World’s smallest pacemaker is about the size of a coin which can be implanted in patients to reinstate the heart’s normal rhythm, in situations like unable to pump enough oxygen-rich blood, experts have said.
A pacemaker is a small device which placed in the abdomen or chest to control abnormal heart rhythms. It uses electrical pulses to prompt the heart to beat at a normal rate.
It is used to treat Arrhythmias, which are problems with the rhythm or rate of the heartbeat. During Arrhythmia, the heart can beat too slow, too fast or irregular rhythm.
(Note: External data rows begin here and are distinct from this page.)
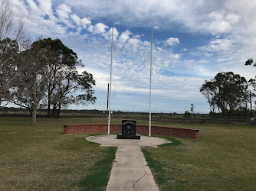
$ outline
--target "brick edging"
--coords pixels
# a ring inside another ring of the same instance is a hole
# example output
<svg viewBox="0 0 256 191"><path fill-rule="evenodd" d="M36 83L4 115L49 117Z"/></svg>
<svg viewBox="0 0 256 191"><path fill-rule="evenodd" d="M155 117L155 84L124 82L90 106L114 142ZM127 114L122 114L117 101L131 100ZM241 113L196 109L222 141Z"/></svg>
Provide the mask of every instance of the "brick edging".
<svg viewBox="0 0 256 191"><path fill-rule="evenodd" d="M110 133L121 133L122 125L110 125ZM64 134L107 133L105 124L77 124L64 125ZM137 134L149 134L149 125L136 125ZM151 126L151 134L199 139L199 130L166 126Z"/></svg>

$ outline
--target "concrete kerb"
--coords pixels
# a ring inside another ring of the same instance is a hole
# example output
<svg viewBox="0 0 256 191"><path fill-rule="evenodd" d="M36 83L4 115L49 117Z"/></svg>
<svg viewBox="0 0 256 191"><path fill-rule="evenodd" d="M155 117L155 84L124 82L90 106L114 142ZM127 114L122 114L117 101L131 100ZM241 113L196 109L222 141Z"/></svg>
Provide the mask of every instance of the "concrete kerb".
<svg viewBox="0 0 256 191"><path fill-rule="evenodd" d="M170 141L147 136L141 136L140 140L117 139L117 134L86 139L103 147L117 147L107 190L159 190L140 147L157 147Z"/></svg>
A pacemaker can relieve some arrhythmias symptoms like fatigue and fainting by sending electrical impulses to the heart.
Pacemakers are the most used way to treat bradycardia to restore the heart’s normal rhythm and relieve symptoms.
Houston Methodist Hospital in Texas is offering a US Food and Drug Administration (FDA) approved Micra Transcatheter Pacing System (TPS), the smallest pacemaker for patients suffering from bradycardia, means a slow heart beat, defined as a heart rate of under 60 beats per minute.
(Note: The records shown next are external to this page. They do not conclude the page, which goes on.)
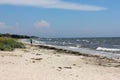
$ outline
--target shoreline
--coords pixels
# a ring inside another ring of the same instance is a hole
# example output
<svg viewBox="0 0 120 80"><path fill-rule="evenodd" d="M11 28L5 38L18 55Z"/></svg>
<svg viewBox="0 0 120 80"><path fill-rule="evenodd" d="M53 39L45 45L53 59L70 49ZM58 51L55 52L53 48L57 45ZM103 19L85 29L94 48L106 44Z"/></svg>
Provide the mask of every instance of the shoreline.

World’s smallest pacemaker is about the size of a large vitamin and unlike traditional pacemakers, it does not require cardiac wires or a surgical “pocket” under the skin to deliver a pacing therapy.
Paul Schurmann, Managing Director at Houston Methodist Hospital said, “The device is small enough to be delivered through a catheter and implanted directly into the heart, providing a safe alternative to conventional pacemakers without the complications associated with leads.”
He also added, “The device also allows us to automatically adjust pacing therapy based on a patient’s activity levels and another positive is the battery can last up to 10 years.”
Micro TPS was designed with a unique feature which enables it to be permanently turned off so that new device can be implanted without any risk of electrical interaction.